Are we close to finding a vaccine for HIV? The discovery of potent antibodies that can neutralize HIV strains in late 2012 has given us hope.
The significant breakthrough happened in Johannesburg, South Africa, in October 2012. Researchers found that two South African women with HIV had developed antibodies that neutralized and killed over 90% of known HIV strains. This finding could pave the way for a vaccine against the virus.
South Africa has the highest number of people living with HIV/AIDS, with more than five million out of a population of about 50 million affected.

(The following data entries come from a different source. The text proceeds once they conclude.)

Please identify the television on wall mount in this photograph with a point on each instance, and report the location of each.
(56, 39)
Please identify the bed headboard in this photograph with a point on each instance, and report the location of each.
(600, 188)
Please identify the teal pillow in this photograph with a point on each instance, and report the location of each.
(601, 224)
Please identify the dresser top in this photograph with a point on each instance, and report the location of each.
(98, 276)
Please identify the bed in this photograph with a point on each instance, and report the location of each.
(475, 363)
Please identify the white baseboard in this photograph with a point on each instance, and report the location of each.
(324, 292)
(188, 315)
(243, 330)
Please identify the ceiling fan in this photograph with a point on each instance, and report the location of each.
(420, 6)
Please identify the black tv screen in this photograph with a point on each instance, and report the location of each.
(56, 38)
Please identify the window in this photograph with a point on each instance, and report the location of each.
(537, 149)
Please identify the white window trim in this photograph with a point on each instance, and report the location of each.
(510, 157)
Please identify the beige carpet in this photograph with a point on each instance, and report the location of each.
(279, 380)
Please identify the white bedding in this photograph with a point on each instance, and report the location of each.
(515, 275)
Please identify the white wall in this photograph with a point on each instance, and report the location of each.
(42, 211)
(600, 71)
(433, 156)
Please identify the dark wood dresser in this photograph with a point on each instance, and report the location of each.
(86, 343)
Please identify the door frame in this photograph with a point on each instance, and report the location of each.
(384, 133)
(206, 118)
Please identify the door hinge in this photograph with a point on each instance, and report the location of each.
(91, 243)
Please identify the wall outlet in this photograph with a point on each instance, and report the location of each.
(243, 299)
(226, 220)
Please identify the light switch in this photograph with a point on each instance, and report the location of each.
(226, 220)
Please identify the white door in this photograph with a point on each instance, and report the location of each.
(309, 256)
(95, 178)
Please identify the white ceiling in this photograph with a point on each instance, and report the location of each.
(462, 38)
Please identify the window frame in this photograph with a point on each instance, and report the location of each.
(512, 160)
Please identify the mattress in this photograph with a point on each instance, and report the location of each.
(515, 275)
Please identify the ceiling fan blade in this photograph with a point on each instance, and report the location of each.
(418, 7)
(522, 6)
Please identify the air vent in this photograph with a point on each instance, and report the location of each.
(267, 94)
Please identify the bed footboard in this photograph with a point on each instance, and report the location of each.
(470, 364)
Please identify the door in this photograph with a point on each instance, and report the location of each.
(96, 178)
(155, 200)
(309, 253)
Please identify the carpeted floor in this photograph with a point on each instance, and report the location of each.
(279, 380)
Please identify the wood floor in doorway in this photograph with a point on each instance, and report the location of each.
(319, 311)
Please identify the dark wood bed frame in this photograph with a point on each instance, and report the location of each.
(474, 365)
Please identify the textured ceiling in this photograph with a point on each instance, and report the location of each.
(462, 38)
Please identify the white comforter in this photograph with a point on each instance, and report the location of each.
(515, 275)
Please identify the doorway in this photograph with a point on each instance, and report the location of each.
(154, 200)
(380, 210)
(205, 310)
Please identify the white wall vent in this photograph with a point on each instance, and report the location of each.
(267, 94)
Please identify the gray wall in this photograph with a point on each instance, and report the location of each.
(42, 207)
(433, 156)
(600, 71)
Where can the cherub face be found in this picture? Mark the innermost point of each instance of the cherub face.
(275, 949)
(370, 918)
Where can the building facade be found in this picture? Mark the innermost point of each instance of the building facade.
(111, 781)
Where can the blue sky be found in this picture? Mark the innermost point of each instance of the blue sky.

The study, conducted by the Center for the AIDS Program of Research in South Africa (CAPRISA), involved researchers from the National Institute for Communicable Diseases (NICD) and various universities in the country. They collected blood samples from the two women over several years. Throughout the study, they noticed sugar molecules on the outer protein of the virus called glycan, which made the virus vulnerable at a specific spot known as position 332. This vulnerability allowed the women’s immune systems to generate antibodies that killed most HIV strains by targeting this weak spot.
The ability of glycan to destroy most HIV strains is crucial. Finding a cure for HIV has been challenging because the virus exists in many different forms. While this new antibody doesn’t cure the disease, it does prevent the virus from spreading to healthy cells.
Scientists detected these neutralizing antibodies around three years before this study, but they did not understand how the body produced them until now. The discovery is described as a cat-and-mouse game between the HIV virus and the body’s immune response.
Researchers from Harvard University and the University of North Carolina, studying HIV in the U.S., suggest that the vulnerability site, position 332, may be present in about two-thirds of HIV strains found in South Africa. Therefore, to develop an effective AIDS vaccine, future research will need to target additional spots on the virus.